Тем не менее, летом 1860 года семья вернулась в Сиену, и оттуда миссис Браунинг пишет своей невестке о своем глубоком беспокойстве по поводу сестры Генриетты, миссис Сёртис Кук*, которая в то время была поражена смертельной болезнью.
* Впоследствии фамилия была изменена на Алтем.
«...Мне почти нечего добавить к моему последнему сообщению о моей драгоценной Генриетте. Но, дорогая, ты считаешь, что зло меньше, чем оно есть на самом деле — поверь, опасения слишком обоснованны. Я по натуре очень оптимистична и никогда не могла систематически сгущать краски. Я держусь здесь несколько дней, а потом приходит время ожидания письма, что очень тяжело. Я борюсь с этим ради Роберта, но вся работа, за которую я берусь, не избавляет от определенного эффекта. Она почти полностью прикована к постели и испытывает острую боль... На самом деле я живу изо дня в день, питаясь лишь крохами надежды — насущным хлебом, который очень горек. Конечно, это сильно потрясло меня и помешало воспользоваться преимуществами лета, но это самое меньшее.
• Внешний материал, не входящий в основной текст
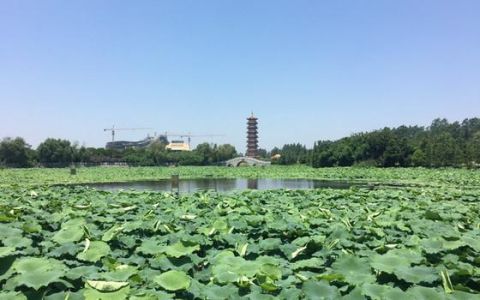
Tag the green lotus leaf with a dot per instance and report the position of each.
(377, 291)
(32, 227)
(7, 230)
(355, 294)
(66, 295)
(270, 244)
(459, 295)
(109, 292)
(38, 272)
(388, 262)
(271, 271)
(472, 242)
(151, 247)
(355, 270)
(12, 296)
(433, 245)
(424, 293)
(121, 273)
(17, 241)
(180, 249)
(150, 295)
(258, 296)
(82, 272)
(230, 268)
(33, 264)
(94, 252)
(413, 256)
(417, 274)
(106, 286)
(320, 290)
(215, 292)
(311, 263)
(112, 233)
(6, 251)
(173, 280)
(71, 231)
План бедного Роберта обеспечить мне полный покой едва ли был осуществлен...»
Эта тревога усилилась в течение следующей зимы в Риме именно из-за того обстоятельства, от которого ожидали некоторого утешения, — второй ежедневной доставки почты; ибо надежды и страхи, которые могли бы найти момент забвения в более длительном отсутствии новостей, как оказалось, поддерживались в состоянии лихорадочного возбуждения. В один критический момент ожидание стало невыносимым, потому что мистер Браунинг по просьбе жены отправил телеграмму с просьбой о новостях, умоляя прислать ответ телеграфом. Ответа не последовало, и она убедилась, что случилось худшее и что брат, которому было адресовано сообщение, не может решиться сообщить об этом в столь резкой форме. Телеграмма была задержана властями, поскольку мистер Одо Рассел взял на себя обязательство переслать ее, а его положение в Риме, помимо известных либеральных симпатий мистера и миссис Браунинг и его собственных, вызвало политические подозрения.
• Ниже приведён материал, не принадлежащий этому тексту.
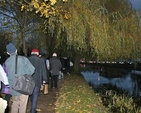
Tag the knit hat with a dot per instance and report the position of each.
(35, 50)
(11, 48)
(54, 54)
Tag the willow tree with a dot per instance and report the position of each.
(93, 27)
(21, 24)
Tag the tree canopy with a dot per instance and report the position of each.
(105, 29)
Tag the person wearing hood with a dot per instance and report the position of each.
(19, 101)
(55, 67)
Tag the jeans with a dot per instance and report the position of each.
(54, 79)
(34, 99)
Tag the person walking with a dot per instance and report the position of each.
(55, 67)
(39, 76)
(6, 90)
(19, 101)
(3, 79)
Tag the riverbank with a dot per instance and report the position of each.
(76, 96)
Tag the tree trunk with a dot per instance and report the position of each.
(76, 59)
(24, 43)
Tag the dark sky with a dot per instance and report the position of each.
(136, 4)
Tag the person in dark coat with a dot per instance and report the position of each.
(55, 67)
(39, 76)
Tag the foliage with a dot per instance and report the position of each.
(100, 28)
(22, 24)
(121, 103)
(5, 38)
(77, 97)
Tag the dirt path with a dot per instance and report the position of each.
(46, 103)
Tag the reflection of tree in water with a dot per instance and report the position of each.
(136, 81)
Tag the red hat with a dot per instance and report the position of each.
(35, 50)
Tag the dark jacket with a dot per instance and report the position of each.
(23, 67)
(40, 74)
(55, 65)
Миссис Сёртис Кук скончалась в течение зимы. Мистер Браунинг всегда считал, что потрясение и горе от этого события сократили жизнь его жены, хотя возможно также, что ее и без того пониженная жизненная энергия усилила подавленность, в которую это ее повергло. Ее собственные случайные упоминания о состоянии здоровья давно свидетельствовали о приостановке выздоровления, если не о неуклонном упадке сил. Нам говорят, хотя это могло быть ошибкой, что активные признаки чахотки проявлялись у нее еще до болезни 1859 года, которая в некотором смысле была началом конца. Она была совершенно немощной, а также полностью затворницей в течение большей части, если не всего этого последнего пребывания в Риме.